Ensure OSHA acts to protect workers’ health and safety from emerging hazards associated with climate change, like extreme heat. Numerous studies indicate that extreme heat is the most significant and obvious climate-related hazard workers will encounter as temperatures rise. Without adequate safeguards in place, increased exposure to extreme heat may lead to a higher incidence of heat-related illnesses and fatalities among indoor and outdoor workers. This past July, more than 125 organizations, including CPR, petitioned OSHA to institute a protective standard to keep workers safe from extreme heat. OSHA has yet to respond. Significantly, OSHA could address the issue without acknowledging what the President refuses to: that climate change is real. There’s already plenty of extreme heat to warrant action.

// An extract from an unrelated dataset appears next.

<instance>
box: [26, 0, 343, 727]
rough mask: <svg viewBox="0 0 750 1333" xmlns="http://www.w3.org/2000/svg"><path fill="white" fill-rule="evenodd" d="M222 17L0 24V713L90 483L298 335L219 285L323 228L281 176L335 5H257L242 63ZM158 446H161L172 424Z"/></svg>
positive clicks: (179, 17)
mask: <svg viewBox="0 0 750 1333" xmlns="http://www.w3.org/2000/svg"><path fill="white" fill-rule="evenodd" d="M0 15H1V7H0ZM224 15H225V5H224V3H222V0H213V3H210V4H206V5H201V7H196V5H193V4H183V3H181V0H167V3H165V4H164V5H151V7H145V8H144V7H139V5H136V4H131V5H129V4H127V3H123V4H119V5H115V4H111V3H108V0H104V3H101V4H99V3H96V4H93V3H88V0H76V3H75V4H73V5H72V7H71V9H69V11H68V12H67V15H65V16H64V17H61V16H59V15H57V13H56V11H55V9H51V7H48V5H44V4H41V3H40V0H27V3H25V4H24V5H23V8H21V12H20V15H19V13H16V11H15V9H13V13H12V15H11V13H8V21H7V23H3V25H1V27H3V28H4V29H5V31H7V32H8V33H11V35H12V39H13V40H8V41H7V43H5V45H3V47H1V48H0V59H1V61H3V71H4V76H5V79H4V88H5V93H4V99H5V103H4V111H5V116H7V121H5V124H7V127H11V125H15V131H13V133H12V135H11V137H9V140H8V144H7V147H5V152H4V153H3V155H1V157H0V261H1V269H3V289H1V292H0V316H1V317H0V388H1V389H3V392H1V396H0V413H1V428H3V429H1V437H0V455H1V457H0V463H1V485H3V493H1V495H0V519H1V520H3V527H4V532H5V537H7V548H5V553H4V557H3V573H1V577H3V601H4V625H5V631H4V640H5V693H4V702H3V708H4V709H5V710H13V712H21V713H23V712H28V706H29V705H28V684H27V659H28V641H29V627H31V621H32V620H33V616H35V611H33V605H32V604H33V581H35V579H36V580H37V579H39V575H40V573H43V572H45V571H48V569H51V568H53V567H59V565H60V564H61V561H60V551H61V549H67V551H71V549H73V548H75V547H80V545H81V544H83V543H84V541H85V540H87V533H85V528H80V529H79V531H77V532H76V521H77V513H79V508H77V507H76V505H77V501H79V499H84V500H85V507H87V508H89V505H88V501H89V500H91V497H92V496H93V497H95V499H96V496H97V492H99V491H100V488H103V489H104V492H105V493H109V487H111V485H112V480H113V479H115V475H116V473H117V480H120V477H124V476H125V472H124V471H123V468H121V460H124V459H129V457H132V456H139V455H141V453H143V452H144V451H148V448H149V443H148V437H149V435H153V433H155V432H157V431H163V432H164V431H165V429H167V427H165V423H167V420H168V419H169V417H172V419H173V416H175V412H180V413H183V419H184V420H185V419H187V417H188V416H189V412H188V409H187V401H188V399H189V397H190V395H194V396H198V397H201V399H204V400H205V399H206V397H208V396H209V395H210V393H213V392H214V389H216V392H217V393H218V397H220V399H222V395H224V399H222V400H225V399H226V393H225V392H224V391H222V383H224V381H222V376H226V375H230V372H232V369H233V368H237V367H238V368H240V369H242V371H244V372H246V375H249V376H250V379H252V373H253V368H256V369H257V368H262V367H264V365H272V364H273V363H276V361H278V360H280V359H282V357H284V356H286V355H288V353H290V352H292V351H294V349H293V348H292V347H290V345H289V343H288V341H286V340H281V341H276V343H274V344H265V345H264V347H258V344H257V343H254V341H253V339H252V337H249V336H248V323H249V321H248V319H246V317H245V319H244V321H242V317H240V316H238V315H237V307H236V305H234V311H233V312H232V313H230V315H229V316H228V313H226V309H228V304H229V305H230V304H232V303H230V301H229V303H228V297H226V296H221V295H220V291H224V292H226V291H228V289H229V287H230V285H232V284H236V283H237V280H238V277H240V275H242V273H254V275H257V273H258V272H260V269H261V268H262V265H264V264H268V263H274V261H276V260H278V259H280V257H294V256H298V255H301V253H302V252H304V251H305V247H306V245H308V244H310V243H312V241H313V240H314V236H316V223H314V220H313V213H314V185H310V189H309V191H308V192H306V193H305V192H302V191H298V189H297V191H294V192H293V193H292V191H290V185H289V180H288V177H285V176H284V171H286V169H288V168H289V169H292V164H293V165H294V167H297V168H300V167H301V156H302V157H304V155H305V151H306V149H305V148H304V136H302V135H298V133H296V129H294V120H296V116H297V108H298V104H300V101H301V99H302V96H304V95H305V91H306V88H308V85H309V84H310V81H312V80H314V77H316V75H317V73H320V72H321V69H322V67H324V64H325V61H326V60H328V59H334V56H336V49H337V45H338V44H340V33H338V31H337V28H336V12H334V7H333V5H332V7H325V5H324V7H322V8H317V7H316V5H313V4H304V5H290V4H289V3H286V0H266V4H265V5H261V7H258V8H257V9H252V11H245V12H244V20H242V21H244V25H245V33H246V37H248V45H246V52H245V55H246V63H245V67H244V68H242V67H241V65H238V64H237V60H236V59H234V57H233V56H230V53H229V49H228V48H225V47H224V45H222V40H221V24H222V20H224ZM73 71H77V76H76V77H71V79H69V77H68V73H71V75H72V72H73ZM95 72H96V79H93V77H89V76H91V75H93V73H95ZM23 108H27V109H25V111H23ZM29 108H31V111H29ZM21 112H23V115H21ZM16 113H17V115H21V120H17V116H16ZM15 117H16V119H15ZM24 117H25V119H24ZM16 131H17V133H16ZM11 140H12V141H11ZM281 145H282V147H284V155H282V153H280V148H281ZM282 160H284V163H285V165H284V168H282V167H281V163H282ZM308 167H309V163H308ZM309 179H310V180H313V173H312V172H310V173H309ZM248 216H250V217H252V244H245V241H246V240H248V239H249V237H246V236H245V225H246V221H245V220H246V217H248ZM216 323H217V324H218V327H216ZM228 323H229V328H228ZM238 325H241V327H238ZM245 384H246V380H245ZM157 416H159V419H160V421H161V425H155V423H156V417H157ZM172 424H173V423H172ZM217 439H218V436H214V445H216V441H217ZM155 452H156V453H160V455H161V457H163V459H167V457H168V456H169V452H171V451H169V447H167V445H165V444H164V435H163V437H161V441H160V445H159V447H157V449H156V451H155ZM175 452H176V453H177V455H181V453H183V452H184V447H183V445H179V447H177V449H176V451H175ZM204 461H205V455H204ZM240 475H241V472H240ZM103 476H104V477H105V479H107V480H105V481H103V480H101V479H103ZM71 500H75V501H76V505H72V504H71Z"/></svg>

In 2019, OSHA should grant the petition and begin developing a strong standard. Rulemaking by OSHA can take upwards of a decade, so it is imperative the agency get working as soon as possible, as temperatures and humidity are already on the rise. In the likely event that OSHA doesn’t act in a timely manner, Congress should pass legislation mandating agency action. Congress should also hold hearings to assess other climate hazards workers will encounter and evaluate potential solutions.